The Newtown, Conn., school shootings are having a ripple effect right here in Mercer County.
Trenton Police officer Bethesda Stokes, right, was back at her job as resource officer at Trenton Central High School in April. Her position is being funded through a Safe Schools grant. Michael Mancuso/The Times To purchase this and other photos, visit http://TimesofTrenton.zenfolio.com
Robbinsville school officials plan to meet with local police to discuss the merits of adding armed guards to their buildings; and Ewing public schools have already increased perimeter supervision and door checks in all of their buildings. Tomorrow, school officials from throughout the state will meet in Ewing at The College of New Jersey to discuss school security.
“You can’t be secure through guns and guards. What creates security is caring — caring and attentiveness,” said Trenton school board President Toby Sanders.
Though Robbinsville Superintendent Steven Mayer stressed that no decision has been made about adding armed guards to its schools, he said the school board will not rule out the possibility. However, any changes would not go into effect until the next school year, he said.
“We’re being as responsible as we possibly can and we’re being methodical,” Robbinsville school board President Mike Reca said. “We will get the community’s input as to what they feel, what their approach is, and where their heads are at in terms of what they want to do for their kids.”

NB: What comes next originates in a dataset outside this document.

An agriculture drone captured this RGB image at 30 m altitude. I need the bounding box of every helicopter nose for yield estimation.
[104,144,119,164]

The problem with trying to make changes to security during the school year is that there isn’t much surplus in the budget to use for things like hiring guards or installing security cameras, said Frank Belluscio, communications director of the New Jersey School Boards Association. There is a 2 percent cap on tax levy increases that districts must abide by each year, and they are not allowed to retain large amounts of surplus money, he noted.
POLICE EXPERTISE
Meetings with the local police departments are the easiest and cheapest way for school administrators to asses a building’s security, said Raymond Hayducka, president of the New Jersey State Association of Chiefs of Police and the South Brunswick Township police chief. He said school districts and local police are required by law to meet several times a year to discuss security.
Police and school officials can walk through buildings together to asses the safety issues, Hayducka said. He also said the most basic security measure a school can take is to lock the doors.
Sanders said that some buildings in the Trenton schools have faulty doors and those are being repaired.
But some districts, such as Robbinsville, have taken locking doors to the next level. Mayer said the local high school now has an “air-locked lobby” that requires visitors to be buzzed through two sets of doors. This same door locking system will be added to the middle and elementary schools next fall, Mayer said.
Federal funding used to be available for school districts to add armed guards to school buildings, but that funding was cut several years ago. In Trenton, those expenses are not optional, Sanders said.
“The thing to remember is that because we are Trenton, an urban district, we spend twice the amount of money on security that average school districts spend,” he said.
Sanders said that the elementary schools in Trenton already have three security guards, the middle schools have hand-held wand metal detectors, and the high school has a walk-through metal detector.